Perhaps the difference between just making the playoffs and sitting atop the league for the Jets is their backup player, Laurent Brossoit, who has been as strong as Hellebuyck in ten starts. Brossoit has a save percentage of 0.920. He showed in his first stint with the Jets six years ago that he is an outstanding backup, and had a brilliant cameo last year with the Knights before succumbing to injury in the playoffs. The Jets don’t give away points when they need to give Hellebuyck a rest.
But the Jets are not just about goalkeepers. They have one of the deeper groups of forwards. Mark Scheifele does his usual thing at the top, Nikolaj Ehlers does his usual thing, being one of the best unsung forwards in the league, and Kyle Connor does his usual thing, racking up a ton of goals (17 in 26 games before getting injured) that somehow fly under the radar (he scored 47 two seasons ago, and we bet you didn’t know that).
The depth of the Jets has been weakened by a rookie and a trade. The rookie is Cole Perfetti, who may get extremely sheltered shifts but is supposed to anchor the second line when he isn’t needlessly bashing heads with Ryan Hartman, an off-center science project. The trade gave Pierre-Luc Dubois the exit he desperately wanted, and shifted his still somewhat unknown potential to Gabe Vilardi and Alex Iafallo in LA. Vilardi missed some time due to injury, but has accumulated 17 points in 21 games while moving up and down the lineup. Iafallo was a solid forward doing the same and gave the Jets three lines that can damage opponents. Jets fans might also rejoice in the fact that the perennially grumbling Dubois has only 16 points for the Kings so far. Add long-time analytic darling Nino Niederreiter, forming a hellacious third line with Adam Lowry and Mason Appleton, getting the Jets out of their zone time and time again.
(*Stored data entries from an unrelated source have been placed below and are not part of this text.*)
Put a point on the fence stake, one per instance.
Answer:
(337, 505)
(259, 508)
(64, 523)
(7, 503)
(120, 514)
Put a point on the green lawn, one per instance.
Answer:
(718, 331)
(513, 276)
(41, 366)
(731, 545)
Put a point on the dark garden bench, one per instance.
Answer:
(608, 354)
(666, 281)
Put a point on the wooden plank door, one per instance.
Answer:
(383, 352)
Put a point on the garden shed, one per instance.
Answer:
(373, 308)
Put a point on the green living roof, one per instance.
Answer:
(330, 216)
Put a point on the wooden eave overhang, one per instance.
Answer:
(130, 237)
The depth continues on defense, where Josh Morrissey is one of the best puck movers in the league on the top pair (and you probably didn’t know that, but it’s true), and summer pickup Nate Schmidt does what he was hired to do, be one of the best puck movers in the league on the second pair. They make sure the Jets come out with possession of the puck most of the time from their own zone, and set them into the rushing mode that they love attacking from.
And everything seems real. There is actually no one getting overwhelmed at the Jets, and even if they withstand some injuries, they have the chance to save them on free nights. The Central suddenly looks open as the Avs have a pretty big hole behind their top line, and the Stars have a goalie and two forwards.
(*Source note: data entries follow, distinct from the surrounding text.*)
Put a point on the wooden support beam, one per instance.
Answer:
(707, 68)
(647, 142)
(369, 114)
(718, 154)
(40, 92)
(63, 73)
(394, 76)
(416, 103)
Sure, Scheifele has a habit of losing his way in the playoffs. Other than making the conference finals in 2018, this is a core of players who have made it a habit of spitting in the first round if they haven’t just missed out on the playoffs. But that was also a core of players who deeply detested then coach Paul Maurice, and maybe there is more comfort with Rick Bowness. This is not a team that cracks under the pressure of leadership, between Scheifele and now deeply rejuvenated Blake Wheeler, who gets to ride into the sunset with the Rangers. They are talented in goal and have depth in both attack and on the blue line. Perhaps Canada needs to pay attention in May after all.